One night last March at the Hideout, Wilson ordered a nonalcoholic Clausthaler and asked a bandmate if his mom would take them to go see the film Little Red Riding Hood. Then she broke into a howl—her stage name is Jean the Wolf. The band was out to celebrate the release of its second album, Around and Around, and premiere its music video for "Shark Attack." Filmed at the 31st Street beach, it features Wilson and Krueger taking turns wearing a shark costume and attacking people in the water. There's a lot of fake blood.
I asked Wilson why she wasn't performing in the shark costume. She said, "David tore the eyes off and tore my fins off. What am I gonna do now for Halloween?"
Local mixed-ability band DHF Express—part of the arts-based Project Onward—were the opening act, and the Arts of Life musicians were the first ones on the dance floor. During a cover of "Down Home Blues," David Krueger got down on one knee and started headbanging.
When the Arts of Life Band took the stage the dance floor filled and began to sway. Wilson pounded hypnotically on a drum and chanted, "Let's get this band going." The keyboards came in, then crashing guitars. The bouncing of 12 bodies made the Hideout stage seem even tinier than it is.
"As a live music fan, I won't be able to see things the same way again.
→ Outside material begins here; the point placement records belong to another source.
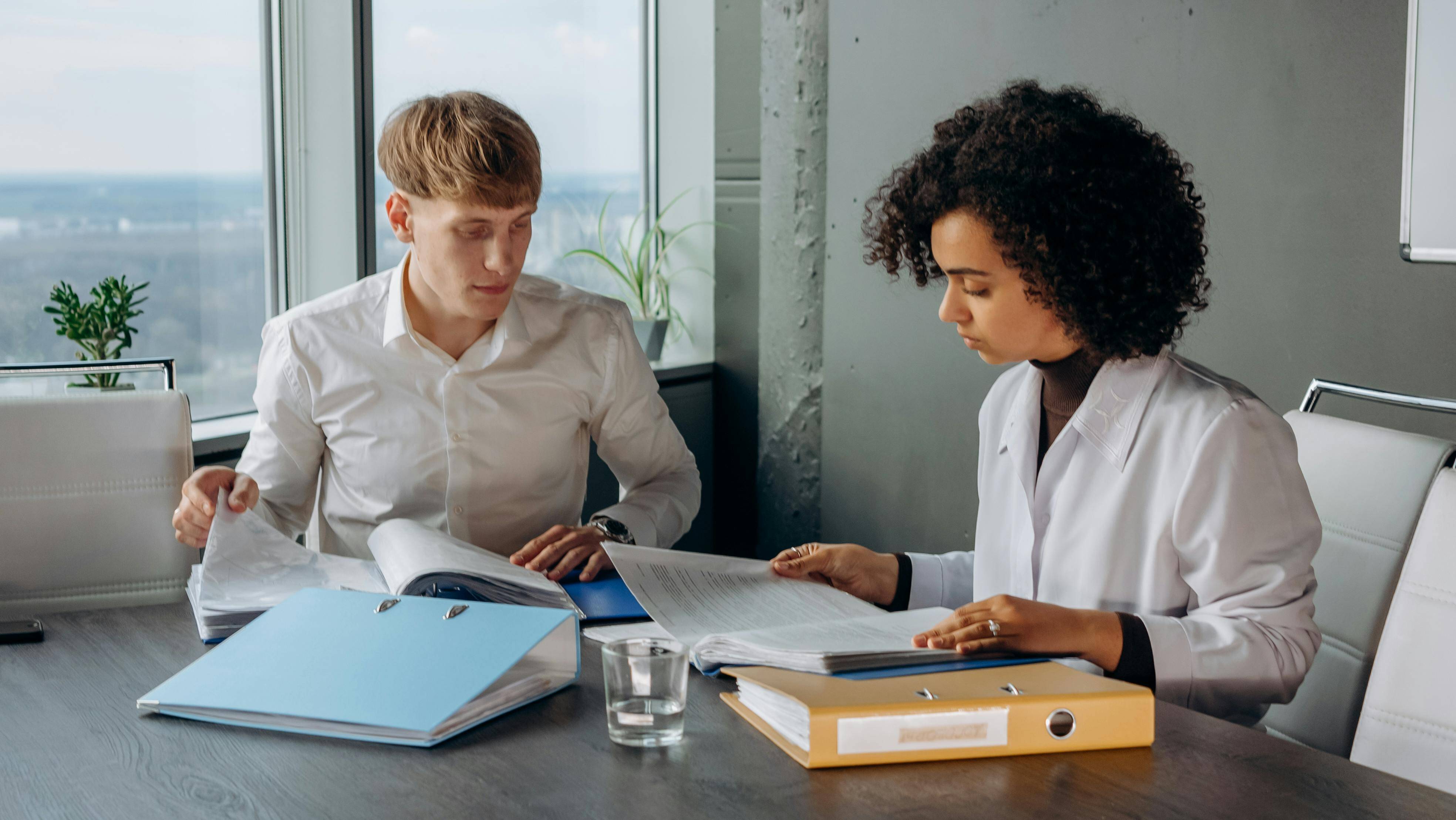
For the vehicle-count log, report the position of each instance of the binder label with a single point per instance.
(961, 729)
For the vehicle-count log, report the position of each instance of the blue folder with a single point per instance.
(325, 662)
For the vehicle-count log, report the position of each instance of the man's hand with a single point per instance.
(193, 519)
(858, 570)
(561, 550)
(1028, 627)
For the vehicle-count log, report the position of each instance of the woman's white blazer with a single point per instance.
(1173, 494)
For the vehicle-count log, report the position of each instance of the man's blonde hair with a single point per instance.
(462, 146)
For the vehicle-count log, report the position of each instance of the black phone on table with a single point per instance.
(24, 631)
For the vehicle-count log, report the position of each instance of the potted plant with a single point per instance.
(101, 327)
(644, 273)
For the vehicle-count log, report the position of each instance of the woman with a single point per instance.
(1136, 510)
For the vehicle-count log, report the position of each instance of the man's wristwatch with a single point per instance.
(614, 529)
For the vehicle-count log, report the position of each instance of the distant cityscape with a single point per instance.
(200, 242)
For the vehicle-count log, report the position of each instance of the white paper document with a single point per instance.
(737, 611)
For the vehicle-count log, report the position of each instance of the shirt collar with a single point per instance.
(1110, 414)
(397, 321)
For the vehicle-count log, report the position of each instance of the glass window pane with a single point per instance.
(571, 68)
(132, 145)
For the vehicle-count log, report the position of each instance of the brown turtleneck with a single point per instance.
(1064, 387)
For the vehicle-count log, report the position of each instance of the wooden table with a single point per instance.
(73, 745)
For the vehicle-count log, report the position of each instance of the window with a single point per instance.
(571, 68)
(132, 145)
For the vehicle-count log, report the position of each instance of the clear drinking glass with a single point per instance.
(647, 691)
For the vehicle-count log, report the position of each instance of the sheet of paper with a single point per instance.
(694, 595)
(250, 566)
(880, 633)
(624, 631)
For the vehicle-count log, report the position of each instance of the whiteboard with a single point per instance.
(1429, 158)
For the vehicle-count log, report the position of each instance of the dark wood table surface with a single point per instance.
(73, 745)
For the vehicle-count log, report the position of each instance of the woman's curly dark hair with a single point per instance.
(1097, 212)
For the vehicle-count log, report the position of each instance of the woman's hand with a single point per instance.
(858, 570)
(1028, 627)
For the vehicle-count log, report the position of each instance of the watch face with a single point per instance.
(616, 531)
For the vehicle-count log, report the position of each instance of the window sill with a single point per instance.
(222, 434)
(230, 433)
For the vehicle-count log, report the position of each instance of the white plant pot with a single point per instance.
(651, 334)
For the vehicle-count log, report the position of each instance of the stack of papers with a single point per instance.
(739, 612)
(251, 567)
(415, 560)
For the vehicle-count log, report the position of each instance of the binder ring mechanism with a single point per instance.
(454, 612)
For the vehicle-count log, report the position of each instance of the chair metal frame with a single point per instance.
(168, 366)
(1321, 387)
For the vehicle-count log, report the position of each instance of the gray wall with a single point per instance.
(1291, 113)
(736, 272)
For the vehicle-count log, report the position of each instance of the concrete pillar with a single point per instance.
(791, 269)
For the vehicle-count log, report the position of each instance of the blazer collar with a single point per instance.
(1109, 417)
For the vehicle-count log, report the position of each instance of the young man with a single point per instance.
(455, 389)
(1136, 510)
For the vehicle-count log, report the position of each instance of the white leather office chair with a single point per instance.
(1409, 723)
(88, 485)
(1369, 485)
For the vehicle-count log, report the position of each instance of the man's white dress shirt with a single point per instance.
(491, 448)
(1173, 494)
And I mean that in a good way," said Chris Charles, who came to see headliner Bobby Conn and knew nothing about the Arts of Life Band. "And I also just started to play music, so to see them up there and have joy and support and doing it for the purest reasons—it's pretty invigorating."
As for Conn, he took home a picture of him that Krueger and Shuquem had painted and brought to the show. "They really captured me," said Conn. "That's what's so disturbing about it." He sauntered off singing, "Puppies and babies . . . Puppies and babies . . ."
Like any band, the Arts of Life Band has dealt with creative differences and the kind of personal issues that affect performances. Kelly had a seizure the day of the record release show, and another member was dealing with a change in medication, battling voices in her head in the bathroom. But she was good to go come showtime.
Michael Dutka, who was at the Hideout show, got to know the Arts of Life while looking for places in the midwest to screen the Heavy Load documentary. He's also technical director at the dance company Momenta, whose dancers with full use of their legs perform alongside those in wheelchairs—but he admits that it took him a while to get comfortable talking to people with disabilities. "Growing up, we were always told, 'Don't look at that person,'" says Dutka, 59. "But in time you realize that we're all different, and we're all human.
"This movement is picking up momentum. It's 10:30 PM, and we've got people from group homes out enjoying themselves. This is a success."